BPK Temukan Potensi Kerugian Negara Rp69,9 Miliar di Kalimantan Selatan
Foto: Ilustrasi BPK Temukan Potensi Kerugian Negara Rp69,9 Miliar di Kalimantan Selatan.

Badan Pemeriksaan Keuangan (BPK) Perwakilan Provinsi Kalimantan Selatan menemukan 135 item penyimpangan senilai Rp69,9 miliar dalam Laporan Keuangan Pemerintah Daerah Tahun 2025 milik 13 pemerintah kabupaten dan kota se-Kalimantan Selatan pada Selasa (26/5).

Temuan yang berpotensi merugikan negara tersebut diserahkan langsung di Gedung BPK Perwakilan Provinsi Kalimantan Selatan di Banjarbaru, seperti dilansir dari Media Indonesia. Nilai penyimpangan itu terdiri atas kekurangan volume fisik sebesar Rp53,6 miliar dan denda yang mencapai lebih dari Rp16 miliar.

Meskipun terdapat temuan tersebut, BPK tetap memberikan opini Wajar Tanpa Pengecualian (WTP) kepada seluruh pemerintah kabupaten dan kota di wilayah tersebut.
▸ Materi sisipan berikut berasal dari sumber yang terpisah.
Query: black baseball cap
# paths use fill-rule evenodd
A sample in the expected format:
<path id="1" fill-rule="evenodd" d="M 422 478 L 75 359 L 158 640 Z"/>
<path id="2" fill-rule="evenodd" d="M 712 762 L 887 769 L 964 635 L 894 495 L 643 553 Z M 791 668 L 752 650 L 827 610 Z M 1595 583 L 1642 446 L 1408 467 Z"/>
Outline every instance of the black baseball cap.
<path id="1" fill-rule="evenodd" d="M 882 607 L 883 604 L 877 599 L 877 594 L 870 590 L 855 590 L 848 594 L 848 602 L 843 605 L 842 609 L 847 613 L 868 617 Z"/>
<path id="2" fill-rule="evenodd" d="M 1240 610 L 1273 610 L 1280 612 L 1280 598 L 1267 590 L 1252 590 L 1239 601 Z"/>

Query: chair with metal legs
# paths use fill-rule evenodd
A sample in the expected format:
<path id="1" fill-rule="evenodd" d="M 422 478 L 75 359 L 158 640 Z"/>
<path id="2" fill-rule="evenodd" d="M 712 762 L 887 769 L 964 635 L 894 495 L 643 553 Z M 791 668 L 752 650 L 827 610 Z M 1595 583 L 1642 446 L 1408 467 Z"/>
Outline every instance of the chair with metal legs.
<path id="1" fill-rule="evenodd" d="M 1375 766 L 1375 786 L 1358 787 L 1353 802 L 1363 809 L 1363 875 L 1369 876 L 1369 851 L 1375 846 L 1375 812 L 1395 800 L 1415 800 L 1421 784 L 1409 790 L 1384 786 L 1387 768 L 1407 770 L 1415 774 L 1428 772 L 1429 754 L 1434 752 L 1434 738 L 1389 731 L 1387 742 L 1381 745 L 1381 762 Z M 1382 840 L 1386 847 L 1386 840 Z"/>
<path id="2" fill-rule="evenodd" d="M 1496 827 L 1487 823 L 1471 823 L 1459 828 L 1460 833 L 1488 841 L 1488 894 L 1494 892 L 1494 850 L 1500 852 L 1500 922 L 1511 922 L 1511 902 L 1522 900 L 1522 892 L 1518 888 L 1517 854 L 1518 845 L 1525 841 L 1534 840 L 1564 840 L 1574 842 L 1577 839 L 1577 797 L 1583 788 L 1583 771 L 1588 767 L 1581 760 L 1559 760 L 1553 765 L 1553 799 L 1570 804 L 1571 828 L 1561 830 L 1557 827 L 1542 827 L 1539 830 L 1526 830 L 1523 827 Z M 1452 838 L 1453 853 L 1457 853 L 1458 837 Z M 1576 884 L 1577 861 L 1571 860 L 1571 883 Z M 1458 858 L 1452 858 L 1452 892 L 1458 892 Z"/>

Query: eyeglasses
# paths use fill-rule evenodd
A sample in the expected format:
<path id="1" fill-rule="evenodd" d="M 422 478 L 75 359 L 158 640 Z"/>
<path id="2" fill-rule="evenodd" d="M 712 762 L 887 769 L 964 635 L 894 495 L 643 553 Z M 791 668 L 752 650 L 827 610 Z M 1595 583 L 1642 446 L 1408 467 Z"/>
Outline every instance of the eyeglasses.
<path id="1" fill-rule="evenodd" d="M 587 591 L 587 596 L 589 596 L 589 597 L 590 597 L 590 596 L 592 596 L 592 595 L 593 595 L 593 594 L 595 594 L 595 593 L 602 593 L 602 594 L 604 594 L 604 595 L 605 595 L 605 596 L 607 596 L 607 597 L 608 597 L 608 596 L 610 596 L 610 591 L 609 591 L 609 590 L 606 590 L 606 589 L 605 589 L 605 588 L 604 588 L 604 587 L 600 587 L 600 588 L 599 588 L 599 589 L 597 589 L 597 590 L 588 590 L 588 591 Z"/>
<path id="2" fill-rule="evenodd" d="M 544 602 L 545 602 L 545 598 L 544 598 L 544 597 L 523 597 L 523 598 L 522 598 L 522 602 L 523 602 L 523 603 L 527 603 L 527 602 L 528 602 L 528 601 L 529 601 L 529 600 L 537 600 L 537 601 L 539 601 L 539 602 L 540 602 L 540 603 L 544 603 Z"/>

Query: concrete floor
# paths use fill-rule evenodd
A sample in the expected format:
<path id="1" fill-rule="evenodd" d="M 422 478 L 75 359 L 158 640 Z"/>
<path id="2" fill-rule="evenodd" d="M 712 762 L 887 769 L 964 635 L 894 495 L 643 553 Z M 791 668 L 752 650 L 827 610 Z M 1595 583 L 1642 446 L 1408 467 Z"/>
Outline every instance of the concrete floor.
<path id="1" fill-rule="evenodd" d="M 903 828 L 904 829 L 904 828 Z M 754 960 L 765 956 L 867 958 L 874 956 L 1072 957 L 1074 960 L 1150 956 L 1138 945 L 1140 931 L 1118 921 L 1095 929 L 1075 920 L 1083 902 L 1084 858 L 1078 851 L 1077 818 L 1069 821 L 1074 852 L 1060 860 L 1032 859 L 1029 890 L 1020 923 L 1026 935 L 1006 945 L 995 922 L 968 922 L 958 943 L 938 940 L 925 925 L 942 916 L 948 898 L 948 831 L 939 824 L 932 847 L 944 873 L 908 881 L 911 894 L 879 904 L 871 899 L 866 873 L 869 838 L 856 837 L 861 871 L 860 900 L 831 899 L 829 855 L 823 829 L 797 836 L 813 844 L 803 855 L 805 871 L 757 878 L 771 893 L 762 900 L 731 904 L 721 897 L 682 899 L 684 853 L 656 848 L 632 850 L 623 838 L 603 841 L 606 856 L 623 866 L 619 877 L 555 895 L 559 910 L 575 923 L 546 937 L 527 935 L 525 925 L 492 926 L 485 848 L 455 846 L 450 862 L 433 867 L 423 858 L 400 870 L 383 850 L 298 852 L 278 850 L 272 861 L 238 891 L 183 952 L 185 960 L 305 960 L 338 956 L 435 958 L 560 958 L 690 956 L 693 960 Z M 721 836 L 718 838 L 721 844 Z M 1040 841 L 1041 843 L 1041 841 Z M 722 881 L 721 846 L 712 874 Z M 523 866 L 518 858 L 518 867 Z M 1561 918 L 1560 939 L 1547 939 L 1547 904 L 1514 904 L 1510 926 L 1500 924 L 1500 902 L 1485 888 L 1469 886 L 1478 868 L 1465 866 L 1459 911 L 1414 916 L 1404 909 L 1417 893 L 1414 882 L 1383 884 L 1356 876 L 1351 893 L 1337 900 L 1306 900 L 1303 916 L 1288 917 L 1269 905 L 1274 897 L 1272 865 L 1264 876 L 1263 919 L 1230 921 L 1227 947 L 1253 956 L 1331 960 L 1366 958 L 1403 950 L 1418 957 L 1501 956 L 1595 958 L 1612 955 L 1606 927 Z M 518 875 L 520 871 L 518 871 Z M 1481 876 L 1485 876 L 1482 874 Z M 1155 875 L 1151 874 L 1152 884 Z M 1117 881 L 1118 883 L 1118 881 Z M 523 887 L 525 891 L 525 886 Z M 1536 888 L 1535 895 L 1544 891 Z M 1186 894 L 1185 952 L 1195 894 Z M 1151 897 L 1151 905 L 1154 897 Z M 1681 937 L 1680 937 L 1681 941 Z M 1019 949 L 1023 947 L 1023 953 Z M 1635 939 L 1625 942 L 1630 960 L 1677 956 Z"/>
Sampai dengan 22 Mei 2026, pemerintah daerah terkait telah menindaklanjuti rekomendasi pemulihan kas daerah sebesar 43,9 persen dari total nilai yang disarankan.

"Berdasarkan hasil pemeriksaan, BPK memberikan opini Wajar Tanpa Pengecualian kepada seluruh pemerintah kabupaten/kota di Kalimantan Selatan. Opini tersebut mencerminkan bahwa laporan keuangan telah disajikan secara wajar sesuai dengan Standar Akuntansi Pemerintahan dan didukung oleh sistem pengendalian intern yang memadai," ungkap Kepala BPK Perwakilan Provinsi Kalimantan Selatan, Andriyanto.

Pihak BPK mengapresiasi komitmen penuh dari pemerintah daerah dalam mempertahankan kualitas pengelolaan keuangan tersebut. Kendati demikian, instansi pemeriksa ini meminta agar permasalahan yang berdampak pada pengembalian kas daerah segera diselesaikan.

"Hasil evaluasi BPK ini menjadi instrumen perbaikan organisasi dan peningkatan kinerja pemerintahan," ujar Walikota Banjarbaru, Erna Lisa Halaby.

Kota Banjarbaru sendiri tercatat menjadi satu-satunya daerah yang telah menyelesaikan seluruh temuan dan rekomendasi BPK hingga 100 persen. Erna Lisa Halaby menyatakan bahwa Anggaran Pendapatan dan Belanja Daerah merupakan sebuah amanah yang harus dipertanggungjawabkan secara moral maupun administratif.